George Herbert "Bert" Walker Sr. was an American banker and businessman. He was the maternal grandfather of President George H. W. Bush and a great-grandfather of President George W. Bush, both of whom were named in his honor. He was also the amateur heavyweight-boxing champion of Missouri while studying law at Washington University.
Walker started a banking and investment firm named G.H. Walker & Co. in 1900. His family had developed many international banking contacts, and he helped organize the 1904 St. Louis World's Fair. Walker was known as the power behind the local Democratic Party. In 1920, Walker became the President of the W.A. Harriman & Co. investment firm, and quickly arranged the credits that W. Averell Harriman needed to take control of the Hamburg-Amerika Line. Walker also organized the American Ship and Commerce Corp. to be subsidiary of the W.A. Harriman & Co., with contractual power over the affairs of the Hamburg-Amerika. W.A. Harriman & Co. well-positioned for this enterprise and rich in assets from their German and Russian business, merged with the British-American investment house Brown Bros. & Co. on January 1, 1931. Walker retired to his own G.H. Walker & Co. This left the Harriman brothers, his son-in-law Prescott Bush and Thatcher M. Brown as senior partners of the new firm of Brown Brothers Harriman & Co. The firm's London branch continued operating under its historic name Brown, Shipley & Co. Walker was a director of the W.A. Harriman & Company; Harriman Fifteen, American International Corporation; Georgian Manganese Corporation; Barnsdall Corporation; American Ship & Commerce Corporation; Union Banking Corporation; G.H. Walker & Company; Missouri Pacific Railroad; Laclede Gas and the New Orleans, Texas and Mexico Railroad.
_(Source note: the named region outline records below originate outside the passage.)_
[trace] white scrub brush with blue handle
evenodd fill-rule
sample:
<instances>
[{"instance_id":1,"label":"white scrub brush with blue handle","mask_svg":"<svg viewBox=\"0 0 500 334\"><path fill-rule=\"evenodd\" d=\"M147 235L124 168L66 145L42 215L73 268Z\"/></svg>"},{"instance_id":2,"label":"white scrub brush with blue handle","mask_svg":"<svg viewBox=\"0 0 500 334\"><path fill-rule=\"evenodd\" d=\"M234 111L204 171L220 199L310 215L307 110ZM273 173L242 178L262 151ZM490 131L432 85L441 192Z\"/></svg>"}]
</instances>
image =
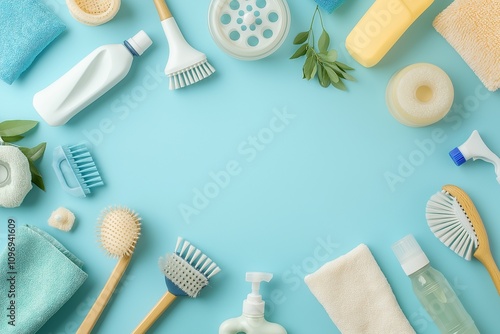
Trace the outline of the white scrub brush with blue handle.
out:
<instances>
[{"instance_id":1,"label":"white scrub brush with blue handle","mask_svg":"<svg viewBox=\"0 0 500 334\"><path fill-rule=\"evenodd\" d=\"M208 280L220 272L212 259L180 237L175 252L161 257L158 264L165 275L168 291L132 334L146 333L177 297L196 298L208 285Z\"/></svg>"},{"instance_id":2,"label":"white scrub brush with blue handle","mask_svg":"<svg viewBox=\"0 0 500 334\"><path fill-rule=\"evenodd\" d=\"M212 75L215 69L208 63L207 56L186 42L165 1L154 0L154 3L170 48L165 67L169 88L186 87Z\"/></svg>"},{"instance_id":3,"label":"white scrub brush with blue handle","mask_svg":"<svg viewBox=\"0 0 500 334\"><path fill-rule=\"evenodd\" d=\"M93 188L104 185L85 144L56 147L52 167L61 187L73 196L86 197Z\"/></svg>"},{"instance_id":4,"label":"white scrub brush with blue handle","mask_svg":"<svg viewBox=\"0 0 500 334\"><path fill-rule=\"evenodd\" d=\"M470 159L480 159L493 164L497 182L500 183L500 158L486 146L477 130L472 131L469 139L462 145L455 147L449 154L457 166L463 165Z\"/></svg>"}]
</instances>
Walker married Lucretia Wear, daughter of James H. Wear and they had six children: Dorothy Wear Walker, New York Mets cofounder George Herbert Walker Jr., Memorial Sloan-Kettering Cancer CenterCEO Dr. John M. Walker Sr., James Wear Walker, Nancy Walker, and Louis Walker. His brother-in-law Joseph Walker Wear was one of the founders of the Davis Cup. His son-in-law Prescott Bush was a member of the executive committee of the USGA, serving successively as Secretary, Vice President and President, 1928–1935. Walker not only maintained the Walker's Point estate in Kennebunkport, but also a mansion on Long Island, and a stunning residence at One Sutton Place in Manhattan. In the 1930s Walker purchased the 10,000-acre Duncannon Plantation near Barnwell, South Carolina as a private hunting retreat. In the 1940s Walker moved out of the circa 1835 plantation house, and the property became a hunting club. Much of the land was later purchased by the U.S. Government for development of the Savannah River Site.
Death and legacy
Walker died in 1953 in New York City, New York, aged 78. He was survived by his wife, daughter Dorothy Walker Bush, several grandchildren including George H.W. Bush, Ambassador to Hungary and Stifel Nicolas CEO George Herbert Walker III, William H. T. Bush, Nancy Ellis Bush, Ray Walker, Betty Walker Holden, and many great-grandchildren including George W. Bush, and Jeb Bush.